What’s missing in both cases is the thing I’ve been trying to build: concrete, empirical tools for evaluating whether a specific AI deployment meets minimum governance requirements. Not aspirational commitments. Not voluntary transparency. Not brute-force legal threats. Actual measurement infrastructure, the kind that tells you, for a given system in a given deployment context, whether decisions can be traced, contested, audited, and justified.

The Symmetrian Index is a prototype of this. It won’t resolve the Pentagon standoff. But consider what would change if something like it existed at institutional scale. Regulators wouldn’t need to choose between trusting company self-assessment and threatening wartime law. Deployers wouldn’t be guessing about whether their oversight structures actually function. The conversation would shift from “does this company promise to be safe?” to “does this deployment meet measurable governance standards?”

The timeline

Consider what happened in seventeen days:

February 9: The New Yorker publishes a major investigation confirming that Anthropic, the lab most invested in understanding its own model, can’t trace Claude’s reasoning well enough for governance purposes. On the same day, Anthropic’s safeguards research lead resigns, warning about constant internal pressure to compromise values.

February 24: Karnofsky publishes his case for abandoning binding safety commitments. Anthropic releases RSP v3, dropping its commitment to pause development if safety thresholds aren’t met.

February 24: The Pentagon threatens to use the Defense Production Act to force Anthropic to hand over AI tools with no governance constraints for military use, with a Friday deadline.

February 27 (today): Hegseth’s deadline.

That’s the trajectory of comprehension decay moving from research finding to a live governance crisis. From “we can’t fully trace the reasoning” to “the safeguards lead is leaving” to “we’re dropping binding commitments” to “the government is invoking wartime law to strip remaining guardrails from lethal AI deployments.”

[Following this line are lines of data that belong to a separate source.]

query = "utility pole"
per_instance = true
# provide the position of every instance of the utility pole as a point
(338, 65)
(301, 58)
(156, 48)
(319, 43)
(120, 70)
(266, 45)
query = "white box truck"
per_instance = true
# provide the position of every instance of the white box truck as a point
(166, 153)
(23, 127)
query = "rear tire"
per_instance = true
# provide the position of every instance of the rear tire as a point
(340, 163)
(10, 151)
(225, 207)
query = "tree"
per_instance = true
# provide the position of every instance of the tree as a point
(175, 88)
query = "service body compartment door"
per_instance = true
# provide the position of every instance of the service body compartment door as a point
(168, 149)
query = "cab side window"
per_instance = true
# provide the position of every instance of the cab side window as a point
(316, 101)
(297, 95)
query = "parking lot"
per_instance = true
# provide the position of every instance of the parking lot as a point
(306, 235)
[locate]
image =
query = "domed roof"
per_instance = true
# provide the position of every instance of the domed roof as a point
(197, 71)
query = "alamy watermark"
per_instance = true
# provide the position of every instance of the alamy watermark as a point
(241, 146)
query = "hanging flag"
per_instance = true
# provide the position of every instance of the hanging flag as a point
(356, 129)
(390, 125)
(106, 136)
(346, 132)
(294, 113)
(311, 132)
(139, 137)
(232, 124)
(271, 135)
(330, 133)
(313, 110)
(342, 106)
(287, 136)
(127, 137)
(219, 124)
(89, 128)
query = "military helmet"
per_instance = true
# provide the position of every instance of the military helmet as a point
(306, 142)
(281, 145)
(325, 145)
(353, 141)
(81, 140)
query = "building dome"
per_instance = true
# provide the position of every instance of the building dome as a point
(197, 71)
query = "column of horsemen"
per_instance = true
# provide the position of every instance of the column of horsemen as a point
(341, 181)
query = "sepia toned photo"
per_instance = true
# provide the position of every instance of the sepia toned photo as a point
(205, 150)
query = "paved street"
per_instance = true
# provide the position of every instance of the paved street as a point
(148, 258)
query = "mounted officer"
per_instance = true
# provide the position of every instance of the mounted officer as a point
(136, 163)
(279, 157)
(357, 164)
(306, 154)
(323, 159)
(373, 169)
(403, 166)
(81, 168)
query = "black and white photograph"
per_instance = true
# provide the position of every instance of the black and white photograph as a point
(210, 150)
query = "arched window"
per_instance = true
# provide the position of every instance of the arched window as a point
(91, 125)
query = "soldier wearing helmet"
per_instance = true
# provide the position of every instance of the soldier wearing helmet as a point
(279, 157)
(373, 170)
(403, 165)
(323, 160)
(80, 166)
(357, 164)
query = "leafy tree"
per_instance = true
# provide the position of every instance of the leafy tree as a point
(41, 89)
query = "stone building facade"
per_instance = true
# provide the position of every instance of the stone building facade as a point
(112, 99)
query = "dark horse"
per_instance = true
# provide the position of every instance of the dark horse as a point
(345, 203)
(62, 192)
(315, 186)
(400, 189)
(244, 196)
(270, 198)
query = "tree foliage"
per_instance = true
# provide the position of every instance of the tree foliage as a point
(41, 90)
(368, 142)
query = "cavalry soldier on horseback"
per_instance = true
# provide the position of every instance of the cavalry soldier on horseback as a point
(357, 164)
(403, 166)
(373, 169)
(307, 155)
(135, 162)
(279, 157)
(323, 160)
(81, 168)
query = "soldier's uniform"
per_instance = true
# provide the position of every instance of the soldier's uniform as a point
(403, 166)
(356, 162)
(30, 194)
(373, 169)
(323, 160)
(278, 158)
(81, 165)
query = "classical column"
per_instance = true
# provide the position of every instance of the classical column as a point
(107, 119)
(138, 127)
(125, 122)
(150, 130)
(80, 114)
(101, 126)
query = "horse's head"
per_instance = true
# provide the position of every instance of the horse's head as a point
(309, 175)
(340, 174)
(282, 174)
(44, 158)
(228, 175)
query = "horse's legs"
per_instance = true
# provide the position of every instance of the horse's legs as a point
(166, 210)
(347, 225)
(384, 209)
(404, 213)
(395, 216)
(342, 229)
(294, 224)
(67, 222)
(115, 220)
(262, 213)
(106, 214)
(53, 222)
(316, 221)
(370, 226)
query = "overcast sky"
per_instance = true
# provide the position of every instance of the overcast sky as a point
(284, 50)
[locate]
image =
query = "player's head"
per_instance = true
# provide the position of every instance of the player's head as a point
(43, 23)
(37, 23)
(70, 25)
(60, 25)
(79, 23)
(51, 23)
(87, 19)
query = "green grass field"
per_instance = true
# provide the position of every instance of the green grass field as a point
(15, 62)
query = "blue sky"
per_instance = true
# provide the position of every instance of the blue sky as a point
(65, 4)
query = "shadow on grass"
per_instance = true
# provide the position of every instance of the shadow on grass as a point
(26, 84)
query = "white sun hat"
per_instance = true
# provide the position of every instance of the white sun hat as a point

Each step follows from the last. Each was predictable from the structural gap between readability and governability.

What I’m working on and where I need help

My earlier post laid out the Symmetrian Index and the comprehension decay finding. This week’s events make the case for building this into real governance infrastructure more urgent than I expected.

I’m working on the framework at Aluna Labs. What I need now is:

Validation: Replicating comprehension decay across more models, larger samples, multiple annotators. The pattern held for GPT-4 and Claude. Does it hold for Gemini, Llama, Mistral? Does it hold under adversarial conditions? With domain-specific prompts?

Regulatory translation: The Pentagon standoff happened because Congress hasn’t produced standards for AI in weapons systems. Karnofsky’s RSP revision happened because Anthropic’s self-imposed standards couldn’t survive institutional pressure. Both point to the same need: governance frameworks that don’t depend on company goodwill or political leverage. I’m developing policy language that operationalizes governability requirements. If you work in AI policy, I want to talk to you!

Deployment case studies: Organizations willing to run their AI systems through the Symmetrian Index and publish results. The framework needs testing in real high-stakes contexts, not just research prompts.

Technical solutions: Can reversibility actually improve through architectural changes, or is it fundamental to how transformers work? I need collaborators from the interpretability and alignment research communities.

The Symmetrian Index methodology and scoring rubrics are available on request. Reach out to me.

The past three weeks have been clarifying. The governance gap I’ve been measuring in AI outputs is now reproducing itself in the institutions built to oversee those outputs. Voluntary commitments erode under commercial pressure. Voluntary commitments erode under political pressure. And when there’s no measurement infrastructure to ground the conversation, the result is what we saw this week: a billionaire and a defense secretary arguing about the rules for military AI with nothing between them but leverage.

We need something between them other than leverage. That’s what I’m trying to build.